Some of them are easy: the last few innings of Game 6; Game 7 of the 2004 NLCS; losing the World Series in 2004, and winning it in 2006; the last home run I saw Albert Pujols hit at Busch III; playing an exhibition game with my high school team and throwing a 1-2-3 inning. Those are just a few.

Some of them aren’t really related to baseball: the first game I went to owning an iPhone (my friend yelled at me for playing Temple Run between innings); the first game I attended with my girlfriend/soon-to-be-wife; the yearly games reconnecting with my high school buddies when we all came back from college.

The rest? I’m sure I could remember them with a nudge. But at least 95% of my memories at the Busch Stadiums are gone forever, lost somewhere in the mental abyss – or if you prefer the happier Inside Out allegory, basically a giant ball pit.

Part of that fact makes me sad. Stadium Plaza and Clark Avenue were the grounds where I formed lifelong friendships and an especially good bond with my dad. It also cultivated my now lifelong love affair with baseball and, more specifically, the baseball community. I used to go over articles I’d read in the Post-Dispatch the morning before games with my dad. Later, I would spend a lot of time seeing what my friends (both internet and non-internet) were saying about the events taking place on the field. Not cherishing and holding onto all of these memories tightly feels like a failure in some ways.

But I also feel an overwhelming sense of gratitude that I had the opportunity to forget so many of these memories. I was (and still am) immensely privileged that my family and I can afford tickets to so many games. My burgeoning recognition of said privilege bloomed in the hazy memories of live Cardinal baseball, especially in the context of American sports’ growing political landscape.

In summation, I have more memories of Cardinal games than many people ever will, and I’m immeasurably happy that I remember the things I do. I’m encouraged to hold onto the things that stand out, and I feel free to let go of the things that don’t.

And so it all goes back to April 22, the day the Cardinals beat the Cincinnati Reds 9-2 (I had to google the final score.)

Here’s what stands out:

  • Kolten Wong hit a home run, which I was very excited about as a long-time Wong fan.
  • Paul DeJong also hit a home run which effectively put the game on ice.
  • I was sad Carlos Martinez or Adam Wainwright (my favorite pitchers) didn’t start, but seeing a solid Miles Mikolas was a nice consolation prize.
  • Tommy Pham sat out, so I didn’t get to show off my “Phamtastic” shirt.
  • I got to eat my traditional two hot dogs. When I was young, I was a “just ketchup” kid. I’ve since graduated to ketchup, mustard, and diced onions.

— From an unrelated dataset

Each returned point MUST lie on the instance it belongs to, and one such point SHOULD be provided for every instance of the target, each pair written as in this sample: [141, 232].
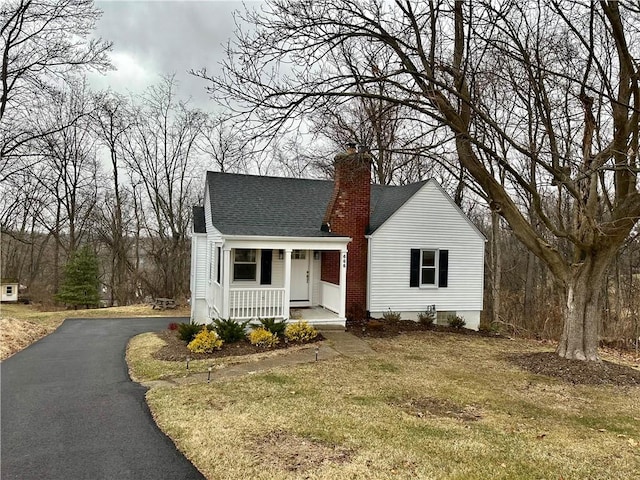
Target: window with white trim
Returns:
[428, 267]
[244, 264]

There are quite a few other details, but I really have to dig to get to them. And in time, I’m sure those will be lost to the giant ball pit in my head as well.

In a way, it feels a little disappointing. I thought my last Cardinal game as a Missourian, and the slipping feeling of familiarity that comes with the several yearly trips, would be just as memorable as David Freese trotting the bases in October 2011, or maybe as bitter as hearing Red Sox fans’ vociferous chants after sweeping the Cardinals away in 2004.

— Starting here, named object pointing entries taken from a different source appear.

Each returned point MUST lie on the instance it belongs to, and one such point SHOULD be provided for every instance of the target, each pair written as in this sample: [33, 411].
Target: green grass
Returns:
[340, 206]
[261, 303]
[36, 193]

But I suppose this is the way it should have been: just a normal trip to the ballpark like any other one. Nothing particularly memorable, save maybe the fact I walked away with a winner. Maybe my next trip to Busch – my first back from my new east coast home – will feel like I hoped this one would: a familiar, but special, return to the place where a healthy portion of identity was forged.

Or maybe the next visit will feel the same, two hot dogs and all. Either way, I’ve learned to treat every one of them as special. That’s not exactly something I can remember, but it is something I can hang my Cardinal caps on.